What you put on your plate today could have a profound impact on your brain health decades from now. A massive long-term study just revealed that women who closely follow a Mediterranean style of eating have a significantly lower risk of suffering a stroke.
This diet, often recommended by doctors due to other health benefits, focuses on produce, beans, fish and healthy fats like olive oil. It’s light on dairy, meat and other foods high in saturated fat.
The findings, published recently in Neurology Open Access, a journal of the American Academy of Neurology, add to a growing pile of evidence that food truly is medicine. While the research does not prove that the diet directly prevents strokes, it uncovers a powerful and undeniable connection between your everyday food choices and your long-term neurological health.
To understand this link, researchers tracked more than 100,000 women for an average of 21 years. Each woman received a comprehensive diet score ranging from zero to nine.
Participants earned a point if they ate more than the average amount of whole grains, fruits, vegetables, beans, fish and olive oil. They also earned a point for moderate alcohol consumption. Then, they gained points for eating less red meat and less dairy than the general public.
Over the two decades of the study, researchers recorded thousands of strokes among the group.
Women who scored the highest on the diet scale — meaning they most closely followed the Mediterranean model — were 18% less likely to experience any type of stroke compared to those with the lowest scores.
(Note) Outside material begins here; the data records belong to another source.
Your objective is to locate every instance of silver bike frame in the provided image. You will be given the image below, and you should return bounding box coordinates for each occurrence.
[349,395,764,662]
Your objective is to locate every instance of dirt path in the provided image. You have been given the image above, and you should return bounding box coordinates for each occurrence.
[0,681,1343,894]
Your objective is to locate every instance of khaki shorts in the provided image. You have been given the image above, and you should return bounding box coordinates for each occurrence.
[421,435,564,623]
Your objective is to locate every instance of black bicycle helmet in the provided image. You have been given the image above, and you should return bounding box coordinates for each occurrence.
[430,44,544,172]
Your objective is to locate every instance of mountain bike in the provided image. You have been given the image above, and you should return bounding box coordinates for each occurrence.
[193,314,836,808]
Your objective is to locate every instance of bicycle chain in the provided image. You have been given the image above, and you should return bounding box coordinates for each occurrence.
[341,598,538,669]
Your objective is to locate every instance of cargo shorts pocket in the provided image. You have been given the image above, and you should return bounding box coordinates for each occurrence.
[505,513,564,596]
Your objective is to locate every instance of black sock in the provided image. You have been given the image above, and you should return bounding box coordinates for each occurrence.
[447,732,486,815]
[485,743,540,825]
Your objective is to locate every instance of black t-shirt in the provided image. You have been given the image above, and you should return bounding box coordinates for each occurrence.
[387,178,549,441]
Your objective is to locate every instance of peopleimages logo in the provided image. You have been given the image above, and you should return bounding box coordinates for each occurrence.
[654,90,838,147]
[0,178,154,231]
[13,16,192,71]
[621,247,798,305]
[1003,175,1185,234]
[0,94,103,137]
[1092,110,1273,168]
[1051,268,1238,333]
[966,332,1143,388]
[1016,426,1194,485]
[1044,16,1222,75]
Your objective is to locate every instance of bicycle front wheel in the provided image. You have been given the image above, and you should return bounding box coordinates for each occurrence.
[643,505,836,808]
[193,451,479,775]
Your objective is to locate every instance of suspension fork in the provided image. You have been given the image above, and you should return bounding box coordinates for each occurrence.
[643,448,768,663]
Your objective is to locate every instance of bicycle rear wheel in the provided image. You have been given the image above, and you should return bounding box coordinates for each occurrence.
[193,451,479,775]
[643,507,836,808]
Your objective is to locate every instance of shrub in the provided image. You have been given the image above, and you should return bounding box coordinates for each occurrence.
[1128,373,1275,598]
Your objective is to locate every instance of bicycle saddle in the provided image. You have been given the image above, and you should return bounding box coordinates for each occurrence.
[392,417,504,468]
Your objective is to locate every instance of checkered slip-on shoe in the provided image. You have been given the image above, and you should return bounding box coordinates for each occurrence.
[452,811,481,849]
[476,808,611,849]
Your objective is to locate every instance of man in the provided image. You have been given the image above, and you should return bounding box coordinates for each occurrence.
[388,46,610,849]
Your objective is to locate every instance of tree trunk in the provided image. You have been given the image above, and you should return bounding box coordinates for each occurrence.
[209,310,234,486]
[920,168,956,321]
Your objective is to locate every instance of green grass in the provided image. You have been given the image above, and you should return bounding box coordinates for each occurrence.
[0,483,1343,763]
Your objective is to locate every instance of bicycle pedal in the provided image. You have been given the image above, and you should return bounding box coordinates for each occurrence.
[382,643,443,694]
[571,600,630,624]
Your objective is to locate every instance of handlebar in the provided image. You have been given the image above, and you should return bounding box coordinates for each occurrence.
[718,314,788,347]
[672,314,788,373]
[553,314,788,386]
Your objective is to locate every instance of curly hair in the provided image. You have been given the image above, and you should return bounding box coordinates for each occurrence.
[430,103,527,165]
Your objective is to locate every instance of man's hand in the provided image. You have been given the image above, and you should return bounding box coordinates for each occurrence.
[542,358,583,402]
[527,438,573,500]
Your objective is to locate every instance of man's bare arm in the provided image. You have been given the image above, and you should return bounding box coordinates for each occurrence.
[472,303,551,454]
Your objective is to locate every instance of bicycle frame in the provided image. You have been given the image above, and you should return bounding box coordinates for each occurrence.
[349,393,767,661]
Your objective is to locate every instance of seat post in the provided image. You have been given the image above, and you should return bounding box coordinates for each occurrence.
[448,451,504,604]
This lower risk applied to both major types of stroke.
The most common type happens when a stubborn blood clot blocks blood flow to a specific part of the brain. Women who strictly followed the Mediterranean diet saw their risk for these dangerous clot-based strokes drop by 16%.
The diet proved to be even more protective against an often more severe type of stroke caused by sudden bleeding inside the brain (hemorrhagic strokes). The women with the highest diet scores experienced a massive 25% lower risk of these bleeding strokes.
This specific finding is vital because bleeding strokes are much harder to treat and have been studied far less frequently in terms of any connections to daily nutrition.
The research team made sure to account for other major lifestyle factors that naturally influence stroke risk, like smoking, physical activity levels, and high blood pressure.
Even when all of those outside factors were removed from the equation, the association between the Mediterranean diet and lower stroke risk remained.
Study author Sophia Wang, a researcher at the City of Hope Comprehensive Cancer Center, noted that stroke remains a leading cause of death and disability worldwide. She explained that it is exciting to realize that simply improving our daily meals could realistically lower our overall risk for such a devastating condition.